Take education, a challenge of mind-boggling scope. There are 360 million school-age children in China; 80 million of them live in cities, the rest in the countryside. Outside of Beijing and Shanghai alone, we were told, there are 20 million children of migrant workers, children who have little or no access to schooling. (Bear in mind that, in the US, we have 50 million schoolchildren; the Boston Public Schools serves 65,000 students.)
We traveled to a small village in central China to visit a school that Primary Source and affiliated educators had been supporting financially on a very modest scale, by American standards. The school had a library and computer room it would not have had otherwise, but the school’s other assets were meager. We were embarrassed to be greeted as conquering heroes. As we walked around the village, in hundred-degree heat and 100 percent humidity, we watched peasant women washing clothes in brackish water and teenagers making bricks practically by hand.
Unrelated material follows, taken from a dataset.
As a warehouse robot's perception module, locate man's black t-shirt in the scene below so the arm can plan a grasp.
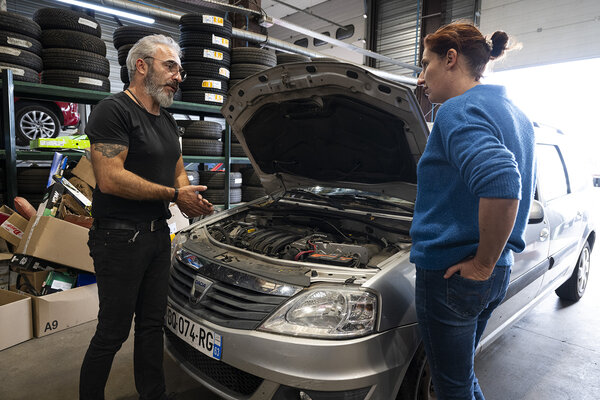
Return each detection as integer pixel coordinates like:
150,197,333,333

In the cities (which are environmentally threatened by runaway growth), we saw the opposite extreme, evidence of an ambitious nation furiously modernizing while struggling to resist Westernization. The schools that served the privileged were models of success, on a par with elite private schools anywhere in the world. Above all, we saw a work ethic among students and faculty that was impressive, if not necessarily healthy. We had dinner in the home of a trainer of teachers, a young mother who worked 12 hours a day, seven days a week, and was essentially separated from her 8-year-old child. Her husband, a doctor, worked similar hours, the two of them barely scratching out what is, in Chinese terms, a “middle class” living for their family.
The implications for the world that our children will inherit are enormous and frightening. How long can our students, who so often pursue their studies almost casually, compete with students who will work ceaselessly and for whom academic success is everything? One in every five people in the world is Chinese, and the Chinese are ready to compete not only for low-skill jobs, but increasingly also for high-end, high-skill, high-knowledge jobs.
There it was, in China, on a scale we had never seen before: the educational paradox of great success side by side with vast, devastating failure.
We saw a Chinese nation roaring into the 21st century as the world’s next great economic power. We in the US will be profoundly affected by this country and its people in the coming decades, our students—our children— especially. As teachers, we must think about the implications here at home of the re-emergence of this ancient culture and civilization on the world stage. How can we persuade our students to look outward toward China and other emerging nations when forces in our own culture tell us that self-absorption is the key to happiness?
But as we arrived home, we weren’t thinking about educational policy and practice. Our hearts were stuck on a more elemental, but by no means simpler, problem. What is to be done about the 9-year-old migrant worker boy we saw, growing up on a trash heap just outside of the prosperous city of Beijing?